Member of Andhra Pradesh Legislative Assembly
- Incumbent
- Assumed office 12 June 2024
- Preceded by: Audimulapu Suresh
- Constituency: Yerragondapalem

Personal details
- Party: YSR Congress Party
- Education: Muffakham Jah College of Engineering and Technology
- Profession: Politician

= Tatiparthi Chandrasekhar =

Indian politician

Tatiparthi Chandrasekhar (born 1980) is an Indian politician from Andhra Pradesh. He is a member of the Andhra Pradesh Legislative Assembly from Yerragondapalem Assembly constituency which is reserved for the SC community in Prakasam district. He represents YSR Congress Party. He won the 2024 Andhra Pradesh Legislative Assembly election despite a wave in favour of Telugu Desam Party and its allies Bharatiya Janata Party and Jana Sena Party.

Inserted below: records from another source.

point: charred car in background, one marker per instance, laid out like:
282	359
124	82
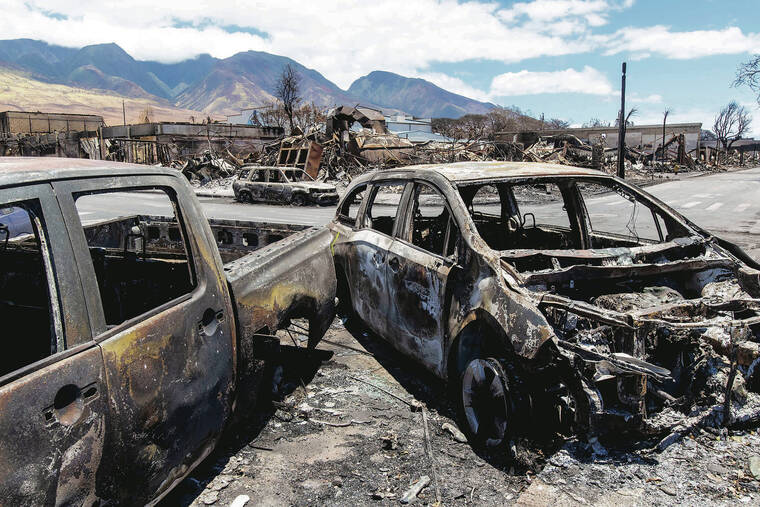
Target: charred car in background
551	298
281	185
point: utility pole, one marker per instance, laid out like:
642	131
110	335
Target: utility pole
664	119
621	129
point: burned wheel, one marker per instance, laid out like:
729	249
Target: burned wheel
485	403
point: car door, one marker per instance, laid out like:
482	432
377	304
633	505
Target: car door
419	262
369	251
162	316
258	184
276	186
53	390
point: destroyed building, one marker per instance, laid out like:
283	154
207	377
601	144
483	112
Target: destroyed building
642	137
164	142
24	133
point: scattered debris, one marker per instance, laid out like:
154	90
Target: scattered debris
754	466
240	501
411	494
454	432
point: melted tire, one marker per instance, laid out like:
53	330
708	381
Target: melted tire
484	404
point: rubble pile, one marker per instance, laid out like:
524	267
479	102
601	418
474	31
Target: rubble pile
355	140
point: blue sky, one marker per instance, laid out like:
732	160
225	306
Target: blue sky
557	57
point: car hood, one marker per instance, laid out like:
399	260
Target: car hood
317	186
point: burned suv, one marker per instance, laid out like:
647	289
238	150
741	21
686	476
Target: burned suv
281	185
551	298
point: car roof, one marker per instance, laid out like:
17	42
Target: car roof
459	172
18	170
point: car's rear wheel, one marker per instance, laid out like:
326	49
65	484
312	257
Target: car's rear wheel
484	403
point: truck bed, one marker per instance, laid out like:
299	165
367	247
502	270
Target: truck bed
276	272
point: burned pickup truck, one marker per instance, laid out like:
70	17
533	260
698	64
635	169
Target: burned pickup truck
132	326
551	298
281	185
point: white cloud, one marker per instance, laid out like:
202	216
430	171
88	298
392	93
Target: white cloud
635	98
588	81
548	10
343	40
681	45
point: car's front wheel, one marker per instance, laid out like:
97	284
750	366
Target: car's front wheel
484	403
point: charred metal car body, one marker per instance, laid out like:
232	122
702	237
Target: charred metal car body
281	185
549	296
129	341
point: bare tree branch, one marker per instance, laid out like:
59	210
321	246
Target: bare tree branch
288	91
731	123
748	74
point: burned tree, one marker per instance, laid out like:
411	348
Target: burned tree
731	123
288	91
748	74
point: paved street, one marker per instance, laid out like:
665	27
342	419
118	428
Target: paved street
727	204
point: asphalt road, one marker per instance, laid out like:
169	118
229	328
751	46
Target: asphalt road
727	204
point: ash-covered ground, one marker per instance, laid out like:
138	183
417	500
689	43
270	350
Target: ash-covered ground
348	427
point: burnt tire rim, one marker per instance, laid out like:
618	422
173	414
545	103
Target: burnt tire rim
485	401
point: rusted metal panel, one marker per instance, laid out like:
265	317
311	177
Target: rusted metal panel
292	278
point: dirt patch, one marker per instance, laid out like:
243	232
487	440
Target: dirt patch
350	431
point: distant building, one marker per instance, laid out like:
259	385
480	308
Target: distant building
25	122
164	142
646	138
245	117
417	130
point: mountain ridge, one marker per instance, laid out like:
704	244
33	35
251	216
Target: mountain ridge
222	86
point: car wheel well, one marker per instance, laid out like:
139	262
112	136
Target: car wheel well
479	338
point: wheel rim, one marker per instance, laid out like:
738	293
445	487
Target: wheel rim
484	398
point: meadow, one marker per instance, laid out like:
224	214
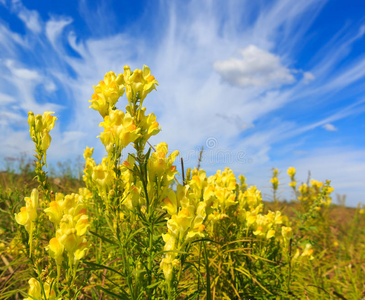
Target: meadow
145	228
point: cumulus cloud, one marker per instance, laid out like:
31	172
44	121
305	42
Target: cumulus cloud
329	127
255	67
192	102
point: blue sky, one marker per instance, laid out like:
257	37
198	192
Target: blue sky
259	84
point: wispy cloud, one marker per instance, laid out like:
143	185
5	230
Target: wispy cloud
329	127
190	46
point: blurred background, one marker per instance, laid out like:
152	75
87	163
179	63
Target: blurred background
257	84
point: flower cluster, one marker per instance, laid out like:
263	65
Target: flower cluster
39	128
136	84
35	290
316	193
68	214
274	180
291	172
28	213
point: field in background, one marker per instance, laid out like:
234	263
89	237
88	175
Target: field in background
336	272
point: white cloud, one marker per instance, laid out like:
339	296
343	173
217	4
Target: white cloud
6	99
329	127
308	77
29	17
257	67
54	27
22	73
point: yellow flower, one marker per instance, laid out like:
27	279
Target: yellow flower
308	251
170	203
107	93
35	290
119	131
28	213
292	184
291	172
286	232
159	164
88	152
56	249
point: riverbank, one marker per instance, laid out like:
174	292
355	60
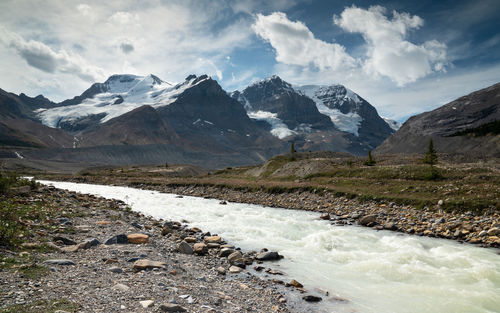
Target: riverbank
478	228
80	253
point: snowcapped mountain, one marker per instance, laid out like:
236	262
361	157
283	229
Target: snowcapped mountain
338	103
302	111
130	119
465	126
286	111
392	123
118	95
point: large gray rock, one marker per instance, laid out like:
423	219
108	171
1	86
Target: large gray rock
268	256
171	307
185	248
367	220
59	262
118	239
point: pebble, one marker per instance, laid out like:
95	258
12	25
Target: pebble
185	248
59	262
146	303
171	307
137	238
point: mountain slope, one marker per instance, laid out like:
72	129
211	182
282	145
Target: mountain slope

== Early life and education ==
Chandrasekhar is from a farmer's family in Yerragondapalem village. But he has taken up contractual work and is now a businessman. His father's name is Hussain. He married Bhagya. He completed his bachelor's degree in civil engineering in 2000 at Muffakham Jah College of Engineering and Technology, Banjara Hills, Hyderabad.

== Career ==
Chandrasekhar won the 2024 Andhra Pradesh Legislative Assembly election despite a wave against the YSR Congress Party. He was nominated in place of sitting MLA Adimulapu Suresh by YSR Congress Party. As early as January 2024, he was nominated as the coordinator of Yerragondapalem Assembly constituency, considered a stronghold of the YSR Congress Party. He polled 91,741 votes and defeated Guduri Erixion Babu of Telugu Desam Party by a margin of 5,200 votes. He is one among the 11 YSRCP MLAs who won the 2024 election. Chandrasekhar's brother Sudhakar and his wife and Singarayakonda sarpanch, Vanaja, campaigned for YSR Congress Party candidate Chandrasekhar. His wife, Bhagya, also campaigned for him in many villages. He urged people to vote for Jagan Mohan Reddy, who implemented 99 per cent of the promises, and to the YSRCP MP candidate, Chevireddy Bhaskar Reddy.